Violence psychologique
 
Ce que révèle le rapport, fruit d’une année de documentation réalisée par le réseau femmes solidaires et LDDF-Injad sous la coordination de la Fédération de la ligue des droits des Femmes, est plutôt alarmant. Contrairement à ce qu’on pourrait penser, les violences physiques ne sont pas les plus répandues au Maroc. Sur les 4.978 femmes accueillies au sein du centre, 47,14% subissent une violence psychologique, parfois difficile à prouver. Cette dernière a pour objectif de déstabiliser la victime en la blessant afin de la soumettre et de garder sa position de supériorité. Cela ne se fait pas de manière ponctuelle, mais répétitive, et finit par persuader la victime de son infériorité certaine. L’on ne peut parler de violence psychologique si le dérapage verbal est rare ou sous l’effet de la colère. Cependant, si cette fameuse colère est récurrente, il s’agit de violence. Les victimes de ce type de persécution ont tendance à trouver des excuses à leur bourreau. Elles commencent à avoir peur de lui et n’osent plus exprimer une quelconque opinion ou changer une quelconque habitude instaurée par le donneur d’ordre.
 
Violence économique et sociale
 
Les violences économiques et sociales viennent en seconde position du malheureux classement, avec 24,82% des cas. Pour information, la violence économique vise à limiter l’indépendance financière de l’épouse. Quand celleci n’a pas de revenu professionnel, le conjoint violent en profite pour la forcer à demander de l’argent, lui donner un budget insuffisant pour les besoins du ménage, exiger des comptes centime par centime, ne pas lui fournir d’argent pour son entretien personnel et surtout l’empêcher de travailler. Et ce n’est pas parce qu’une victime est salariée que cela y change quoi que ce soit à son quotidien difficile. Dans ce cas précis, la violence économique s’applique en contrôlant son budget, ne pas contribuer aux investissements du ménage, lui prendre son argent sans lui en parler, l’obliger à avoir un compte bancaire commun sans son accord préalable… En troisième place, nous retrouvons la violence corporelle avec un taux de 13,32%, soit 1.724 cas. 600 actes de violence sexuelle ont aussi été déclarés auprès du réseau, soit 5,68% de femmes.
 
Violence conjugale
 
En cas de violences conjugales ou de séquestration, qui sont traumatisantes, il faut agir vite et ne pas laisser le bourreau prendre le pas sur les convictions de la victime. Les solutions sont multiples. En premier cas, porter plainte.
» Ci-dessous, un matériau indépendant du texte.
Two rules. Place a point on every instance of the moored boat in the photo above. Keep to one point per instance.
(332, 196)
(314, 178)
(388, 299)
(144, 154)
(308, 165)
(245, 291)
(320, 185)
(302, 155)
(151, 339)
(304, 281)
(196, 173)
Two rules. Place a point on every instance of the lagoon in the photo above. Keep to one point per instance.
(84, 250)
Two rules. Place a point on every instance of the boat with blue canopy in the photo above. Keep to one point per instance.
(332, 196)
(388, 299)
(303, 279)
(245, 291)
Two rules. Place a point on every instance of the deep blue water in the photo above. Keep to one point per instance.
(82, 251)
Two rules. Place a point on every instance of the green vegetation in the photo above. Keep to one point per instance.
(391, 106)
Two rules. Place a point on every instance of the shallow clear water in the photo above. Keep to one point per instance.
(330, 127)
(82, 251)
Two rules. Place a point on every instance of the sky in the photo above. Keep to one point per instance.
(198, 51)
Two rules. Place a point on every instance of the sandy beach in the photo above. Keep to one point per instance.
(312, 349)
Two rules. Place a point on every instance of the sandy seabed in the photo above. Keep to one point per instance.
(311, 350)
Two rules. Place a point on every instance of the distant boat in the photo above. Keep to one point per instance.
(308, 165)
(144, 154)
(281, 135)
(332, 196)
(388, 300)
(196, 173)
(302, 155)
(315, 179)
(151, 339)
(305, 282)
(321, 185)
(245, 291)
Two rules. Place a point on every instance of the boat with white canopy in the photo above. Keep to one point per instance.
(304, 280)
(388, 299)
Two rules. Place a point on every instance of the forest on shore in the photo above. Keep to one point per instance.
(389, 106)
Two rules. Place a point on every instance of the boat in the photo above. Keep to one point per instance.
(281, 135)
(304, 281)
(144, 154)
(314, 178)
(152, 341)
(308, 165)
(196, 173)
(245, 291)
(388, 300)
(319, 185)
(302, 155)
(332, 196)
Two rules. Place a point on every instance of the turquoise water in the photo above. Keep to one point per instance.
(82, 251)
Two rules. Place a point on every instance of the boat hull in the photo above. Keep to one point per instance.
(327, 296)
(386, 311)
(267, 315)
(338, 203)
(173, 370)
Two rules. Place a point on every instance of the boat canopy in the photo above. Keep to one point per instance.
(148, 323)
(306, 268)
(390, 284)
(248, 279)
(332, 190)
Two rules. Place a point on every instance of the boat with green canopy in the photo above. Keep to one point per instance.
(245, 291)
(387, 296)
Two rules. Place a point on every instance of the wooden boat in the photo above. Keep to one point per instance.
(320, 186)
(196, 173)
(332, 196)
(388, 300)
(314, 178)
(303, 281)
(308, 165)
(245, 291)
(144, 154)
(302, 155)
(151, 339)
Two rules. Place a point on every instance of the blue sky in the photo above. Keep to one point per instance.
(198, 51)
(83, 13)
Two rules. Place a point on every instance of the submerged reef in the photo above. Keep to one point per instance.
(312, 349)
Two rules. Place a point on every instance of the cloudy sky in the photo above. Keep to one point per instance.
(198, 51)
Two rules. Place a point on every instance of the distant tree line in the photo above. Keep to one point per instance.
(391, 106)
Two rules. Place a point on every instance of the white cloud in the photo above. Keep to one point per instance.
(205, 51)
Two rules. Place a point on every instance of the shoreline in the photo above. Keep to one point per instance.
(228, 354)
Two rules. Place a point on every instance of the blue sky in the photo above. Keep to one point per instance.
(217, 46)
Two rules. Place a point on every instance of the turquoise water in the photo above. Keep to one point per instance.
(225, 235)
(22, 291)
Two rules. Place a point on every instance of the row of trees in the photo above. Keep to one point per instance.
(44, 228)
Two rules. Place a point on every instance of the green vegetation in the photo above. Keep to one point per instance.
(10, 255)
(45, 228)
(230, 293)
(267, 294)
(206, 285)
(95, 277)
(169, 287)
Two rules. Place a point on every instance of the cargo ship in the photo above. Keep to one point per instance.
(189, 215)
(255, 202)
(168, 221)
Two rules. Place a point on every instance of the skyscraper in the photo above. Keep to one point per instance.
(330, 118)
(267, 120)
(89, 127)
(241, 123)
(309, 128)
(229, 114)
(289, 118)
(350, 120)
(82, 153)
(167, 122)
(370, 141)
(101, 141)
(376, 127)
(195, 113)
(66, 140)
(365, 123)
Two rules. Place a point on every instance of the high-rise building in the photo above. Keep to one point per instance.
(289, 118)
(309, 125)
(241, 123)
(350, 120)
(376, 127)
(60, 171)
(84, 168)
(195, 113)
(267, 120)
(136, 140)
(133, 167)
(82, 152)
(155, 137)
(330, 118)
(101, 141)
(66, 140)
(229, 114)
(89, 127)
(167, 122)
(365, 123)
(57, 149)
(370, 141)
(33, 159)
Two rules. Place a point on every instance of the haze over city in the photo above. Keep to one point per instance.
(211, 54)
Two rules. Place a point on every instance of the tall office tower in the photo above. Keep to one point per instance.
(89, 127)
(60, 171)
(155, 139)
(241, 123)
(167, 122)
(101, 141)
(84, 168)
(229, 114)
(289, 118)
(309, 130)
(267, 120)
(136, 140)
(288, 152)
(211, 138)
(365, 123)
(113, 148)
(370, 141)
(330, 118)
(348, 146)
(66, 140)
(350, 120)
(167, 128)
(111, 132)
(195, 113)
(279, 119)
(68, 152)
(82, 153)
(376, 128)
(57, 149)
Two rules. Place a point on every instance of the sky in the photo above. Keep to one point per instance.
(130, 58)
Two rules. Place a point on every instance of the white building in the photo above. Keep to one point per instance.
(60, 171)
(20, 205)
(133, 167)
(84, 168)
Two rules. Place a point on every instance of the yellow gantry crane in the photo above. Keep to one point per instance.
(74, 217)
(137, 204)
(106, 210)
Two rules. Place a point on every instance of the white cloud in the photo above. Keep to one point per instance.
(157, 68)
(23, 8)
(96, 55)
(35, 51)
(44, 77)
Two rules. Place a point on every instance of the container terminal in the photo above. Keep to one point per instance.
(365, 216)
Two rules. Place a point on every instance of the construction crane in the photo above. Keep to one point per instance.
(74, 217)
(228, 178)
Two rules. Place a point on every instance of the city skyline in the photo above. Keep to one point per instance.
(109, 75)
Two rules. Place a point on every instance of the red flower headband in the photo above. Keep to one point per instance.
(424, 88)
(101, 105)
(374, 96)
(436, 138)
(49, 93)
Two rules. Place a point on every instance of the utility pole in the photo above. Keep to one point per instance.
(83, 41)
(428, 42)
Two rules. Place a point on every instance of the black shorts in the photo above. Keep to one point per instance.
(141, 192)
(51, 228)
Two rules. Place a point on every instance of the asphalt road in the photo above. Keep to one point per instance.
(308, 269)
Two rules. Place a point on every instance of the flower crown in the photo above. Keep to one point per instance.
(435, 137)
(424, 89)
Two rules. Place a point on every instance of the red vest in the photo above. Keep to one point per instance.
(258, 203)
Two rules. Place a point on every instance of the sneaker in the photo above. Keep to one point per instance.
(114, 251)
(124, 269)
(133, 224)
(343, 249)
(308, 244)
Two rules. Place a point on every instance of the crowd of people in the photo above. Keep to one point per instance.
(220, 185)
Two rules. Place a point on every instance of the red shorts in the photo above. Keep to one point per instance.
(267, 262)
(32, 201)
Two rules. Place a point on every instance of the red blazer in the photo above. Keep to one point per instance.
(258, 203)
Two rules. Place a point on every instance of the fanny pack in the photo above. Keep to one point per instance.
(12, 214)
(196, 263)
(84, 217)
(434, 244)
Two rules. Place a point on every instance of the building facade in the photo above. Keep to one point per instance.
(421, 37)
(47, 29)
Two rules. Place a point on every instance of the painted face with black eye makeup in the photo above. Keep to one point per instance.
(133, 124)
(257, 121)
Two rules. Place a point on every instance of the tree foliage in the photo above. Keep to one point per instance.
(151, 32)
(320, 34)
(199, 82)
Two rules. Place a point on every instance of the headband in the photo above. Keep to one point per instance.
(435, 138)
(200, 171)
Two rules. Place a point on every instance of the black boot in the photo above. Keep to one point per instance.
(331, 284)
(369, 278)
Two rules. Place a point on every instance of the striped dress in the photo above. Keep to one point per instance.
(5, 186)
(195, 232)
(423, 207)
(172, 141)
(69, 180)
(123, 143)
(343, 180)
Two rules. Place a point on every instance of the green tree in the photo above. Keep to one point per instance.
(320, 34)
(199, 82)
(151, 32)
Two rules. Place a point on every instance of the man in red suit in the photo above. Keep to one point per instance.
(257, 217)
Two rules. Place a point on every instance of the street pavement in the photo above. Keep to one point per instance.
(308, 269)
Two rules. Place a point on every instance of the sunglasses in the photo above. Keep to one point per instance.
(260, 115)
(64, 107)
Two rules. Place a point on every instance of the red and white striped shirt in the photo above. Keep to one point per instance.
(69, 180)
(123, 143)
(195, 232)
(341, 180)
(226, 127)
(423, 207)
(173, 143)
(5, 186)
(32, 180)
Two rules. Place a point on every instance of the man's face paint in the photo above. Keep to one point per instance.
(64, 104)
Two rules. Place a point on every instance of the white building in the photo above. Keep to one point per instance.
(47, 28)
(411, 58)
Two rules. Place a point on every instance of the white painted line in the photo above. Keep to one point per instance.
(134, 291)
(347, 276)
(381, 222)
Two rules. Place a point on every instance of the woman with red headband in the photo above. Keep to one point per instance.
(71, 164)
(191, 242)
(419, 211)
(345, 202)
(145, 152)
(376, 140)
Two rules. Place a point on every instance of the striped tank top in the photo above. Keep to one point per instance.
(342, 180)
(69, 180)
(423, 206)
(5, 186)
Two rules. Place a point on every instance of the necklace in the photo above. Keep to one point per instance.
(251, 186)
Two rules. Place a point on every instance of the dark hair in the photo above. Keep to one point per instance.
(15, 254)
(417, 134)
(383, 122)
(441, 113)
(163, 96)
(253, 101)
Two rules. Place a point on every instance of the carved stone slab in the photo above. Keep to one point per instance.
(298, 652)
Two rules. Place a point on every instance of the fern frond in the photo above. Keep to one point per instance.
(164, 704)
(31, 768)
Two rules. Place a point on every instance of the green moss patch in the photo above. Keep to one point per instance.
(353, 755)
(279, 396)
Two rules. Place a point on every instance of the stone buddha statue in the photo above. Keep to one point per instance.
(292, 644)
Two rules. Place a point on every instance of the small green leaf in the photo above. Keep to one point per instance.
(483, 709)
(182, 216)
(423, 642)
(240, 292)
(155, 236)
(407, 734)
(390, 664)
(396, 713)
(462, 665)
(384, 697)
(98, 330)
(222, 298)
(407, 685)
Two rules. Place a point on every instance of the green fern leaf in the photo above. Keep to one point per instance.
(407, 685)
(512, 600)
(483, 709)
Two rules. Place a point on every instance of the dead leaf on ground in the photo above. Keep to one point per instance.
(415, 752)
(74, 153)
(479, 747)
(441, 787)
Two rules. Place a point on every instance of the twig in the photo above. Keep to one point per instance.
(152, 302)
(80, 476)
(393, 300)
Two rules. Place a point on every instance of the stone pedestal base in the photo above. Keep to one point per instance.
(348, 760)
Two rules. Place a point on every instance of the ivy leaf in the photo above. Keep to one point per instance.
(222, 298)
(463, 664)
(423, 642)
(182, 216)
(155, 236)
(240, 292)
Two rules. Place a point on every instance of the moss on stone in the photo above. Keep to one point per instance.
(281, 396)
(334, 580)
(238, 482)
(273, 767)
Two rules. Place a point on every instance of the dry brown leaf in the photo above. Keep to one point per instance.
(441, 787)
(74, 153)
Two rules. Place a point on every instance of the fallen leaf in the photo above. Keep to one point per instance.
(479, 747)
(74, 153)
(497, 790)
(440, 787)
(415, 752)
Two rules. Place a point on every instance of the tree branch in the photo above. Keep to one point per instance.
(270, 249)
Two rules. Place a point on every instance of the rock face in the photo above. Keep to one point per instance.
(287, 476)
Sous la pression, ne pas retirer la plainte, car cet acte met fin à toute poursuite, selon la loi n° 103-13. Dans le cas des violences conjugales, l’accusé peut se voir refuser tout contact avec la victime, afin de la protéger. En second lieu, la victime peut faire appel à un avocat spécialisé. Ce dernier lui détaillera les actions en justice qu’elle peut mener. Elle se rendra ainsi compte que la justice est apte à la tranquilliser de manière efficace. Troisièmement, notamment en cas de séquestration, des numéros de centre d’écoute existent*. Ces associations appuient aussi juridiquement la victime et l’orientent. Quelques exemples : La quatrième possibilité peut être la plus rassurante. Il s’agit de se rendre dans une association. Une excellente façon pour la victime de se soulager en parlant et de réaliser qu’elle n’est pas seule. Les membres de l’association l’aiguilleront vers la bonne solution. La violence faite aux femmes, qui revêt plusieurs formes (conjugale, sexiste, sexuel, économique, professionnel…) est considérée comme la forme d’atteinte aux droits fondamentaux la plus répandue de nos jours. Aucun pays n’est épargné par ce fléau planétaire qui empoisonne l’existence des femmes avec souvent des séquelles psychiques profondes.
 
Sabrina El Faïz  
 
*Association El Amane pour le Développement de la Femme : 05 24 40 43 79 ou 06 68 16 47 03. Association Marocaine de lutte contre la Violence à l'Egard des Femmes : 05 22 26 86 67 ou 06 61 39 61 06. Par mail : ecoute@menara.ma ou amvef. maroc@gmail.com.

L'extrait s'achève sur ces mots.